Die Erde unter meinen nackten Füssen ist angenehm kühl. Die Abendsonne strahlt nicht mehr gar so brutal wie am Nachmittag und ihr Licht fällt für einen kurzen Augenblick auf meine Arme, bevor sie zwischen den Blättern und Ästen vor mir verschwinden. Da mein Auge noch nicht so geübt ist, dauert es etwas länger, bis ich meine Hände an den richtigen Ort steuere. Doch die Auswahl ist gross und so dauert es auch trotz fehlender Routine nicht lange, bis meine Schüssel bis zum Rand mit Bohnen gefüllt ist.

Einen eigenen Garten mit selbstgezogenem Gemüse ist etwas, das ich aus meiner Kindheit nicht kenne. Vielleicht ist es für mich deshalb immer noch etwas Besonderes, im Sommer das Gemüse frisch vom Beet in die Küche tragen zu können um rund eine Stunde später mit einem schmackhaften Abendessen in den Händen wieder herauszukommen. Weil ich in einer Dachwohnung ohne Balkon wohne und die Vorzüge des Gemüsegartens nur bei meiner Flucht aus ebenjener überhitzten Dachwohnung aufs Land geniessen kann, tendiere ich möglicherweise auch etwas dazu, den heimischen Gemüseanbau zu romantisieren. Denn die Gemüsegartenveteran*innen werden jetzt zu Recht einwenden, dass auch das Lieblingsgemüse im Übermass zum Verdruss führt und doch kein Mensch fünf Wochen lang Bohnen essen will.

Dennoch bleibt es für mich eines dieser kleinen und doch so grossartigen Dinge dieser Welt, eine Pflanze von der ersten Knospe im Frühling bis zur ausgereiften Frucht im Spätsommer beobachten zu können. Es bringt eine Wertschätzung für das Lebensmittel mit sich, die eine Zucchetti aus dem Supermarkt nicht begreifbar machen kann. Es wird offenbar, wie viel Arbeit dahinter steckt, wie dankbar wir für fruchtbare Böden sein können und welche Verantwortung wir tragen, diese auch zu bewahren. Zugleich wird mir klar, dass viele nicht so privilegiert sind, Zugang zu einem Stück fruchtbarer Erde zu haben – in lokaler wie auch globaler Hinsicht – und ich denke mir, dass eine Gesellschaft, wie ich sie mir erträume, es allen möglich machen muss, frisches Gemüse anbauen, ernten und verarbeiten zu können.
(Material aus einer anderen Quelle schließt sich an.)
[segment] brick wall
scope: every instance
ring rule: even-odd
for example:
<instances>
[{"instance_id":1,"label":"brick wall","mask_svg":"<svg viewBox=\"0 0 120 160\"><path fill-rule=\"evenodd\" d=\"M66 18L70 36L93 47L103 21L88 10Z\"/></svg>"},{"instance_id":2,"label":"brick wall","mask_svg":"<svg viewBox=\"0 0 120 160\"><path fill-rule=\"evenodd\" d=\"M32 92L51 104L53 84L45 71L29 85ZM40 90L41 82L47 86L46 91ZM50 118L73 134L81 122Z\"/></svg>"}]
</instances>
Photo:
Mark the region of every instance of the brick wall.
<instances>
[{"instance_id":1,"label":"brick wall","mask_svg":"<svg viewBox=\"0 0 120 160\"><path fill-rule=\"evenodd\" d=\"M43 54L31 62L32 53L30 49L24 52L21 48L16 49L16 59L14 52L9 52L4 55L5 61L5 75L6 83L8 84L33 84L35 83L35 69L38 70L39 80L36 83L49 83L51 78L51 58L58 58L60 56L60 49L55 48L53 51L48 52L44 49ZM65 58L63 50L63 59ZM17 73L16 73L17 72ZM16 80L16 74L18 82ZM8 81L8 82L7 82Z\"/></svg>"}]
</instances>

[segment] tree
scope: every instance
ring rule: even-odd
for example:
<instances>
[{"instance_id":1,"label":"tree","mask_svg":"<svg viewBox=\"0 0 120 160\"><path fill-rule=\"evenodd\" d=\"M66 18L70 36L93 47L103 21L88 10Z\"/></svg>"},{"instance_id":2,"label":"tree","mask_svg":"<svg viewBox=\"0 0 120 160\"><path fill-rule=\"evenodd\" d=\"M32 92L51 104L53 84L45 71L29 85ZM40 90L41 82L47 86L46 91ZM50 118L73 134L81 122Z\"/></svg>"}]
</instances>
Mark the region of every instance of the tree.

Mit diesen in rohen Fetzen herumschwirrenden Gedanken trage ich meine Schüssel in die Küche. Nun noch ein paar Zwiebeln gewürfelt, ein paar getrocknete Tomaten in Streifen geschnitten, alles mit Bohnenkraut in einen Topf und schon bald geniesse ich eines meiner Lieblingsgemüse in der untergehenden Sonne. Ein echter Sommermoment: Ein fiebriges Flimmern am Horizont, das Träume zulässt und die kühle hereinbrechende Nacht, die dazu einlädt, diese Träume bis in späte Stunden über einem Glas Wein zu diskutieren.